According to the Daily News:
The bill requires schools to develop proper protocol to deal with complaints of email, texting or online harassment and designate an official to handle investigations.
Districts will also have to develop preemptive measures to prevent recurrences and create age-appropriate curriculum for students from kindergarten to 12th grade on “safe, responsible use of Internet and electronic communications” as well as “civility, citizenship and character education.”
The state Education Department plans to develop guidance on implementing the requirements by the time the law goes into effect on July 1, 2013, Newsday reported.
The Malverne, West Hempstead and Lynbrook School Districts have already taken steps to incorporate the Dignity for All Students Act into their own Codes of Ethics.
For instance, the West Hempstead Policy Book reads:
"The Board of Education of the West Hempstead Union Free School District is committed to providing an educational environment that promotes respect, dignity and equality. The Board recognizes that students’ ability to learn and to meet high academic standards and a school’s ability to educate its students are compromised by incidents of bullying or harassment ... Therefore, it is the policy of the District to prohibit bullying and harassment on District property, District transportation and at school-sponsored events and functions. Acts of bullying and/or harassment are prohibited, whether they are committed directly or indirectly, in person (face-to-face), or remotely by use of electronic technology, either on school property, at a school function, on a school or charter bus, or off school property where there is a sufficient nexus to the school environment."
The policy defines bullying and harrassment as any act that creates a hostile environment, regardless of whether there is intent to harm. It says the harrassment can be "written, verbal, or physical conduct, intimidation or abuse, including such behavior conducted via electronic communication" through email, text messages, instant messages, voicemail, social networking sites, Web pages, video, blogs or Twitter.

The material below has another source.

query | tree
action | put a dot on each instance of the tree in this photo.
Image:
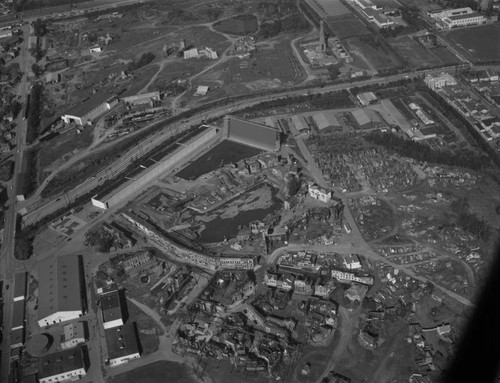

The district is required to promptly investigate all complaints and take corrective action, under the policy. It outlines guidelines for reporting incidents of bullying and grants immunity from civil liabilities to anyone who does so, in good faith, or cooperates with investigations. Consequences for violating the policy include suspensions and loss of privileges consistent with West Hempstead's Student Code of Conduct and all rights under law. The policy also requires the district to train its staff and hold educational, anti-bullying programs for its students.
To comply with the law, the three school districts have also appointed DASA coordinators for each of their school buildings.
In West Hempstead, the building principals -- Dan Rehman (High School), Marcia Murray (Middle School), Anthony Cali (Cornwell), Theresa Ganley (GW) and Michelle Notti (Chestnut) -- and Deputy Superintendent Richard Cunningham will take on this role.
Malverne gave this responsibility to Malverne High School Principal James Brown, Joe Aquino, Dan Dehlsen, Matt Rosen, Davison Avenue Principal Ed Tallon, Eileen Duffy Translavania, Janie Carter-Jorif and Maurice W. Downing Principal Marguerite McDaid.
Lynbrook also appointed two coordinators for each of its building. Joseph Rainis and Laura Mitchell are assigned to the high school, Sean Fallon and Amanda Tambe will be the coordinators for North Middle School, and Margaret Ronai and Brian Buckley for South. Marion Street's DASA coordinators are Theresa Macchia and Carol Woehr. Lucille McAssey and Carol Woehr have Waverly Park, Alison Puliatte and Sandra Gettenberg have West End, and Ellen Postman and Nicole DiMichele will serve as the coordinators for the Kindergarten Center.
The bill aims to prevent cyberbullying but it does not make it a crime.
"In our ever-changing world, young people today are more computer savvy and spend more time online than any previous generation," Ra said. "Unfortunately, this has led to a disturbing rise in cyber bullying and resulted in very tragic outcomes. This legislation ... will help us prevent the tragic consequence we have seen come about from cyberbullying."